Port Of Miami Tunnel Project Features Big Challenges
When the 2,000-ton cutterhead of a tunnel-boring machine named Harriet made a U-turn last summer in Miami, the event marked a major turning point for the Port of Miami tunnel project.
After Harriet broke through the end of one 4,200-ft-long, 42.3-ft-dia tunnel under Biscayne Bay last July, crews with the design-build team, led by Bouygues Civil Works Florida, used a giant Teflon turntable to rotate the TBM's cutterhead and shield in preparation for boring a twin tunnel in the opposite direction.
The feat is one of many milestones and firsts for the $663-million construction portion of the $1-billion project, now more than halfway complete. When done, the tunnels will provide new access to Miami's port and ease congestion in the region.
Complex geology and a congested urban setting continue to challenge the design-build team as it constructs cross passages and completes tunneling through eight different layers of earth using both the earth-pressure-balance method (EPBM) and water-controlled pressure, also called hydraulic mucking.

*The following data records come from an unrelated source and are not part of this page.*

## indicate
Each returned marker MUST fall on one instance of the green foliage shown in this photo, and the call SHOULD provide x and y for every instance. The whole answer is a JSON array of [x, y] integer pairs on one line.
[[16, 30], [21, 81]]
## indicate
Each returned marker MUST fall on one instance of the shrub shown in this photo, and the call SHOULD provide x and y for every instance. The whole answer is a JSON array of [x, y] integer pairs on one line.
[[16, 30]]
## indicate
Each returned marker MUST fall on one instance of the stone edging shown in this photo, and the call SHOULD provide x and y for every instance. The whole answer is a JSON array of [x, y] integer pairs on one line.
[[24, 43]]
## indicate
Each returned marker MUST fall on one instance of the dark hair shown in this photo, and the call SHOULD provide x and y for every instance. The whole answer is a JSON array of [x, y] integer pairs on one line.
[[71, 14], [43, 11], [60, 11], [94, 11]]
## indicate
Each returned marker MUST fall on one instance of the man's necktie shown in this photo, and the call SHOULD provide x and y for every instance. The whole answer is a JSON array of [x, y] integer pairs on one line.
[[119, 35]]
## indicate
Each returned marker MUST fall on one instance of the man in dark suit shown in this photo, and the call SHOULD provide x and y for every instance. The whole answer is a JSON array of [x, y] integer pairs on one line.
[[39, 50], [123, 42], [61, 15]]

"This is the first time that a large-diameter tunnel has been bored through coralline limestone," says Louis P. Brais, project executive with Bouygues, whose French parent company has an equity stake in the public-private partnership (P3) financing. The limestone—found in the seventh layer, approximately 80 ft to 110 ft deep—is extremely porous and unstable.
The concrete for the tunnel, which, when completed, will allow some 16,000 daily trucks to bypass local streets and directly access PortMiami from Interstate 395 and I-95, is expected to last 150 years. It is the first tunnel in the U.S. with a passive fire protection system: concrete panels specially treated for fireproofing, says Trevor Jackson, chief executive officer with MAT Concessionaire LLC. MAT will maintain the untolled tunnel and receive performance-based availability payments—as much as $32.5 million annually—until it hands the operations back to the Florida Dept. of Transportation in October 2044.

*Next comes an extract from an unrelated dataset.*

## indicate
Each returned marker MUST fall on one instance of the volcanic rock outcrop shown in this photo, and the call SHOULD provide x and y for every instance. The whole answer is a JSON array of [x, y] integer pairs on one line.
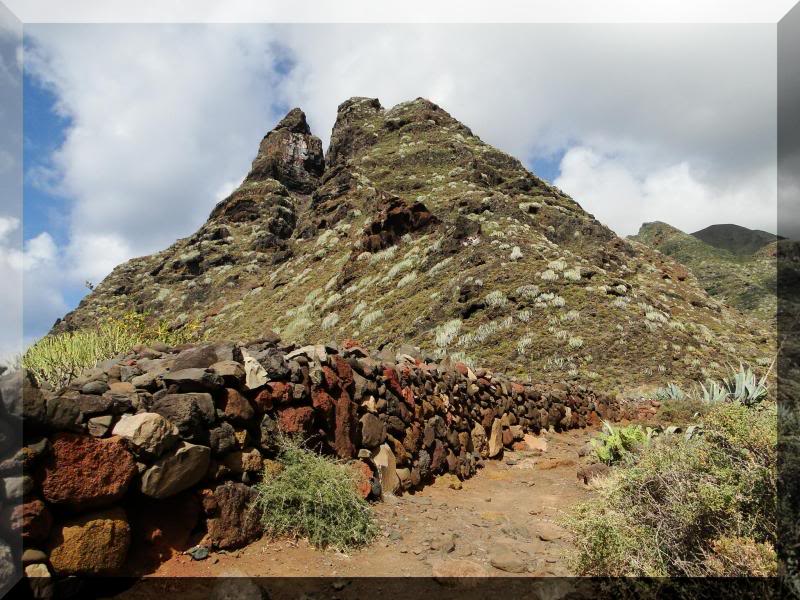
[[411, 229]]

Meanwhile, the concessionaire stands to earn as much as $450 million for completing five construction milestones, with the final one to come in August 2014 upon final acceptance, says Mark Croft, Florida Dept. of Transportation construction program manager.
Wedged between Miami's downtown and the famous Miami Beach area, the project squeezes in between the MacArthur Causeway and two man-made islands, Dodge Island and Watson Island, which also serve as its portals. Before beginning the east-bound launch from Watson Island, the design-build team embarked, in 2010, on an extensive supplementary geotechnical investigation that lasted 22 months, says Bouygues' geotechnical director, Roger B. Storry.
"It was difficult for us to get samples of this [seventh] layer," Storry says, referring to the worrisome coralline limestone. The investigation was so extensive, "there was a hole approximately every 32 feet," he says. "It took that much to understand the nature of this layer." The team performed a variety of tests, including ultrasonic, cone penetration, rock coring, permeability and water flow, and camera log surveys. In addition, crews sank five 8-ft-dia shafts to the lowest point of the tunnels, at 120 ft.
The team not only investigated all the permutations of the eight layers at various locations in its on-site lab but also sent to European labs the soil samples, Biscayne Bay seawater and the grout mix it developed, says Storry.
Nicholson Construction Co. won the approximately $40-million contract in 2011 to fill voids in the seventh layer with the bentonite-rich, weak-strength grout, says Storry. "The grout is like a toothpaste—thick, to prevent it from flowing away," he adds. At Watson Island and on a flotilla of barges that had to work around the schedules of ships entering the port, crews drilled 1,000 holes as deep as 120 ft and injected 65,000 cu yards of grout to stabilize the layer.